Plea deal reached with Anthony Mallia, former Ramapo building inspector


The Rockland DA’s Office announced a plea deal with former Ramapo Building Inspector Anthony Mallia, arrested September 2016 on charges he shaved permit costs for dozens of construction projects over the course of 2015 and early 2016. He also was alleged to have overcharged the Moleston Fire District by $75,000 on one construction project.

Mallia had faced a total of 148 felony counts for falsifying business records, tampering with public records and issuing a false certificate and 40 misdemeanor counts for official misconduct. He ultimately pleaded guilty to one felony charge of tampering in the first degree and one charge of official misconduct.  County Court Judge David Zuckerman sentenced Mallia to five years probation and no jail time. Defense attorneys made no jail time a condition of any plea, local media reports said.

Mallia, who had been suspended with pay since his arrest, officially resigned his position this June in a deal with the Town of Ramapo that included four months’ pay and 350 hours of accrued time off. Councilman Patrick Withers voted against the deal, deriding it as a golden parachute for someone who was accused of betraying the public, but it passed the board 3-1. Acting Supervisor Yitzchok Ullman said it was worth paying Mallia to leave rather than have the case drag through the town’s disciplinary hearing process.

Mallia will continue to receive a public employee pension, as his tenure started before the 2011 NY Ethics Reform Bill was passed. The language of the 2011 bill only applies to elected and appointed officials who began their term after 2011, imposing pension forfeiture on those convicted of felonies associated with their work duties.

Mallia was not required to pay any restitution for the $150,000 in revenue lost by taxpayers because prosecutors said there was no evidence he put any of that money in his pocket. During sentencing, Judge David Zuckerman told the courtroom he had not expected to agree to such a lenient sentence. He credited defense attorneys for putting forth a persuasive argument on behalf of their client.

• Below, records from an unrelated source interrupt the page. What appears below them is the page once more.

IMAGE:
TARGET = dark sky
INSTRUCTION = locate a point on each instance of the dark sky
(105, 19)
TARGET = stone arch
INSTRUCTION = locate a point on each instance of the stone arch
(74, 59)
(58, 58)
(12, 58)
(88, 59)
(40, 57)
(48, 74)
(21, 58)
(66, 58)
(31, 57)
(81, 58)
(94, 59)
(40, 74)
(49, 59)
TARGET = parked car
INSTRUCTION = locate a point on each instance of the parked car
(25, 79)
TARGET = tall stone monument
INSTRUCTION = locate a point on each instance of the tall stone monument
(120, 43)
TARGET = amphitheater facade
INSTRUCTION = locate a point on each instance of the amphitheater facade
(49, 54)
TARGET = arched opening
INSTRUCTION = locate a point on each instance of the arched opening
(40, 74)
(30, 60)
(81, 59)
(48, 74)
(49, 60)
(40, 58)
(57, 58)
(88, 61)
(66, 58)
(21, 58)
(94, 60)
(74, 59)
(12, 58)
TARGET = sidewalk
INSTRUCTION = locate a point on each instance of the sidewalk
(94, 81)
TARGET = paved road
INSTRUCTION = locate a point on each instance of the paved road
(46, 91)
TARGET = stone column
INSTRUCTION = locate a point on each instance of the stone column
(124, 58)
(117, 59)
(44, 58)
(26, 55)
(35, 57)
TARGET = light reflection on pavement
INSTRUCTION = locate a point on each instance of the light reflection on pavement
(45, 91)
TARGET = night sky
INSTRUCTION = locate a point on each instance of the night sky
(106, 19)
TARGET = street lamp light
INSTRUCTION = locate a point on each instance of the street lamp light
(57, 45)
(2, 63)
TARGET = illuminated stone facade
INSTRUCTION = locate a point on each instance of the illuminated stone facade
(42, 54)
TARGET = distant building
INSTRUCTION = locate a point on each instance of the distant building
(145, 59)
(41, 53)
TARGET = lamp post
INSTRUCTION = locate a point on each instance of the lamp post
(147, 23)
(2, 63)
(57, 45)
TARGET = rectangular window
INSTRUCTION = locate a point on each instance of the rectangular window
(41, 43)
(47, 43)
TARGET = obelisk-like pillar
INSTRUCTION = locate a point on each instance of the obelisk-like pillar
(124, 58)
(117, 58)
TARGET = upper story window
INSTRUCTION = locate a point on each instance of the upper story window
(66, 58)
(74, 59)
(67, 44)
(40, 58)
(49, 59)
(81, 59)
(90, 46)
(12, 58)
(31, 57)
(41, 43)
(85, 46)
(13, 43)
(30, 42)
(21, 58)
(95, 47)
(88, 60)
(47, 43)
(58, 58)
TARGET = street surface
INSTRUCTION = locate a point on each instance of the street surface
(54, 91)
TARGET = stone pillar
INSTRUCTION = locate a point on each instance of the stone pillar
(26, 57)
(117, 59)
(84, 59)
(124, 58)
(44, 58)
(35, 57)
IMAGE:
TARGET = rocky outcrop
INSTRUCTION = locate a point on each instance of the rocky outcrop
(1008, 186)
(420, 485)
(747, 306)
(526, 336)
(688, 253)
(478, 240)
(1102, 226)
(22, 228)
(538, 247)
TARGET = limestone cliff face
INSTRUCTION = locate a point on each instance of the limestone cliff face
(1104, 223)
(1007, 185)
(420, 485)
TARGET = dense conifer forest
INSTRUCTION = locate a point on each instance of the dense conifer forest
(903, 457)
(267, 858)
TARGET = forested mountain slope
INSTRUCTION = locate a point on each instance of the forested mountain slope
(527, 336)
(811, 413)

Bill Weber; candidate for town supervisor reacted to the announcement of a plea from Mallia. He said, “This is another day of disappointing news for Ramapo taxpayers that underscores how badly we need a new direction in Ramapo town government. We have been starved of honest, accountable leadership at every level for years and I believe that the only solution for the future of our town is a fundamental change.”